Ghost Dad (1990) poster

Ghost Dad (1990)

Rating:


USA. 1990.

Crew

Director – Sidney Poitier, Screenplay – Brent Maddock, Chris Reese & S.S. Wilson, Story – Brent Maddock & S.S. Wilson, Producer – Terry Nelson, Photography – Andrew Laszlo, Music – Henry Mancini, Visual Effects Supervisor – Richard Yuricich, Visual Effects – Apogee Inc, The Chandler Group & R. Greenberg Associates Inc, Special Effects Supervisor – Richard O. Helmer, Wire Effects Supervisor – Robert Harman, Production Design – Henry Bumstead. Production Company – SAH Enterprises/Universal.

Cast

Bill Cosby (Elliot Hopper), Kimberly Russell (Diane Hopper), Salim Grant (Danny Hopper), Brooke Fontaine (Amanda Hopper), Ian Bannen (Sir Edith Moser), Denise Nicholas (Joan), Barry Corbin (Emery Collins), Omar Gooding (Stuart), Dana Ashbrook (Tony Ticker), Raynor Scheine (Curtis Burch)


Plot

Solo father Elliott Hooper catches a ride with a crazed taxi driver and emerges from the hellish trip to find he has been killed and is now a ghost. Returning home, he tries to continue life and sort his children’s problems out. However, being translucent and insubstantial makes this decidedly difficult.


The Cosby Show (1984-92) was one of the amazing successes on tv in the 1980s.
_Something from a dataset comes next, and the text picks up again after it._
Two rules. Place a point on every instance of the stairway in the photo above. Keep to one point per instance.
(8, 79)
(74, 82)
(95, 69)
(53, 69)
However, this success was something that Bill Cosby never managed to translate to the big screen. Cosby’s film outings in the likes of Leonard Part 6 (1987) and Ghost Dad proved to be disastrous flops with audiences and critics alike. One tends to think that this was because the cosy familiarity of Bill Cosby’s persona was something that became lost on the large screen. Or maybe it was just that both of the film vehicles Cosby chose were lame ducks.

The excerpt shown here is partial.